新教皇は決まらず黒煙が上がるか、それとも決まって白煙が上がるかと、テレビを見守る義父母にあいさつをして2階に上がり、お気に入りのクイズ番組を見ようと夫がテレビをつけると、「白煙が上がった、新しい教皇が選ばれた!」というニュース報道があり、サン・ピエートロの広場を埋め尽くす大勢の人々の姿が映し出されました。
夕食のしたくをするつもりが、今にも新教皇発表かという雰囲気だったので、ついついそのままわたしも夫とテレビの前にいすわりました。前教皇はベネデット、聖ベネデットの次は聖フランチェスコだし、厳しい姿勢の教皇のあとには愛や慈悲に満ちた教皇であってほしい…… 「今度はPapa Francescoかもね。」「いや、フランチェスコという名前の教皇は今までいたことがないから、今回も違うと思うよ。」「今度の教皇は、ラテンアメリカからじゃないかな。」
ようやく8時過ぎになって、新ローマ法王がアルゼンチン出身で、フランチェスコと名乗ると知ったときは、出身国からも名前からも、教会に新しい、そして温かい風を吹き込んでくれそうだと、うれしい予感がしました。
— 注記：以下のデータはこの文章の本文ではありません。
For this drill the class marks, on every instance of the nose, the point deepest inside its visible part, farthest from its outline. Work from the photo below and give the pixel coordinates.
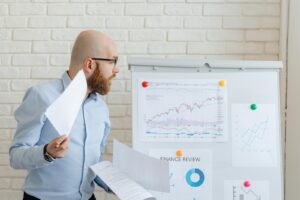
(115, 70)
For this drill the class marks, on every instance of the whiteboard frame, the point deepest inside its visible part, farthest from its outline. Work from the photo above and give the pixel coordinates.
(138, 64)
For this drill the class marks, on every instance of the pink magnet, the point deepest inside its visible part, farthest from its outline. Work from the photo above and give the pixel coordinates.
(247, 184)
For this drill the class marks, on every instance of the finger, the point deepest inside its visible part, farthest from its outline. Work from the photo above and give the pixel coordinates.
(60, 140)
(64, 144)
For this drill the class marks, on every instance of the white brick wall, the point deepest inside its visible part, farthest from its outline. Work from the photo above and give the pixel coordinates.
(36, 37)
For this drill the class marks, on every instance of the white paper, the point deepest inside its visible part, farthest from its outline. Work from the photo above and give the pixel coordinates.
(151, 173)
(180, 110)
(190, 175)
(254, 135)
(63, 111)
(235, 190)
(119, 183)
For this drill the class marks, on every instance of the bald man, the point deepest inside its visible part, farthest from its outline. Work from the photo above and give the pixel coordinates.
(58, 167)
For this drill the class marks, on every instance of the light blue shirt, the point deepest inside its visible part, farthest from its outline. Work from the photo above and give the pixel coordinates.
(68, 178)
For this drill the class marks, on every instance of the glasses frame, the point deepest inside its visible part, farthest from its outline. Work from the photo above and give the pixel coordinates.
(115, 60)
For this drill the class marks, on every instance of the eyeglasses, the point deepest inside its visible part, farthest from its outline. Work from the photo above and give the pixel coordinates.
(114, 60)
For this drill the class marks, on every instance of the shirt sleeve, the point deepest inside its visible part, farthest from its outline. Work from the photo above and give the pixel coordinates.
(98, 180)
(105, 136)
(24, 152)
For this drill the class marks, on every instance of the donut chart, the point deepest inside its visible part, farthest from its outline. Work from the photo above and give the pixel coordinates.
(189, 180)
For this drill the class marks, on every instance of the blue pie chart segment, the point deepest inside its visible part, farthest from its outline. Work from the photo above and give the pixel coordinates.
(200, 174)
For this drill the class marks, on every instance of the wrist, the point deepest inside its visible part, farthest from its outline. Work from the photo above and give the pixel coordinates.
(48, 157)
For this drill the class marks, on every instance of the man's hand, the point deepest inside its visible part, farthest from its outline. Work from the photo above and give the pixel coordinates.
(58, 147)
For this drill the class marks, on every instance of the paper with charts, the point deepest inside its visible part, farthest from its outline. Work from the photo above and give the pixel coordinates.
(190, 174)
(237, 190)
(124, 187)
(182, 110)
(254, 135)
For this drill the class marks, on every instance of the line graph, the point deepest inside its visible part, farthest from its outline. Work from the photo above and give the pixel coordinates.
(254, 135)
(183, 109)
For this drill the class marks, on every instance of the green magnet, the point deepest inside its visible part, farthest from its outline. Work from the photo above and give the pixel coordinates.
(253, 106)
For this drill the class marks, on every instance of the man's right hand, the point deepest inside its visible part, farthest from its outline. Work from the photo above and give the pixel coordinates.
(58, 147)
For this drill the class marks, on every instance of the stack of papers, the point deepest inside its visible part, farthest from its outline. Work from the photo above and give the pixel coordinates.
(133, 173)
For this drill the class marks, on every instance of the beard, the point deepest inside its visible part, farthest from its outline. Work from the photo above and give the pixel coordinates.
(98, 83)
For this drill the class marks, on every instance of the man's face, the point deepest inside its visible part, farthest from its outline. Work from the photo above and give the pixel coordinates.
(98, 82)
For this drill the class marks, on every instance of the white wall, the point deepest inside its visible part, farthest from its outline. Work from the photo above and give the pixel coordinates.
(293, 104)
(36, 38)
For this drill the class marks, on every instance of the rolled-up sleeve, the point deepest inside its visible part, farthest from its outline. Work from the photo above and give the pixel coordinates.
(24, 152)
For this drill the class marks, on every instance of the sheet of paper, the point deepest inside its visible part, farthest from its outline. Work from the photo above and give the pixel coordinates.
(119, 183)
(182, 110)
(151, 173)
(191, 173)
(254, 135)
(236, 190)
(63, 111)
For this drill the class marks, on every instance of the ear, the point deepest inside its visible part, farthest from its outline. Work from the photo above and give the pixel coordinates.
(88, 67)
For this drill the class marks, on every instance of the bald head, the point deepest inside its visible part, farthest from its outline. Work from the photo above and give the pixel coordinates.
(91, 44)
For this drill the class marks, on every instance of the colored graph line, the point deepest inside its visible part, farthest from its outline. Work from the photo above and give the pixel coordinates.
(184, 107)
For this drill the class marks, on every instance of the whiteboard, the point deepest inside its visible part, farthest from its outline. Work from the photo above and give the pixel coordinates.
(232, 128)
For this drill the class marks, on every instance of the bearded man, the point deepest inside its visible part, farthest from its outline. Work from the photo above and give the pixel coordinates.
(58, 167)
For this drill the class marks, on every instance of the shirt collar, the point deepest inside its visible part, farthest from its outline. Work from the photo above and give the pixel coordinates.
(67, 80)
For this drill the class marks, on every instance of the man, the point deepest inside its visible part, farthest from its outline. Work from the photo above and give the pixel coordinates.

温かさに満ちた、初めての教皇としてのあいさつを聞いて、それが確信に変わりました。精神的に弱い人にも貧しい人にも病める人にも、上からではなく、同じ目の高さから語りかけ、裁くのではなく、愛を尽くして接した聖フランチェスコ。教会が栄華を極め、キリストの教えを忘れがちな中で、清貧を生きようとした聖フランチェスコ。世界各国の間に、そして、さまざまな国の中で、貧富の差がますます広がり、経済的に優位にある国では、心の豊かさが失われつつある中で、本来愛を説くはずのカトリック教が、教会としては弾劾する姿勢を取りがちな中で、聖フランチェスコのような聖人の生き方にこそ教わることが、多いような気がします。というわけで、新教皇の人となりと今後の活躍に、今からとても期待しています。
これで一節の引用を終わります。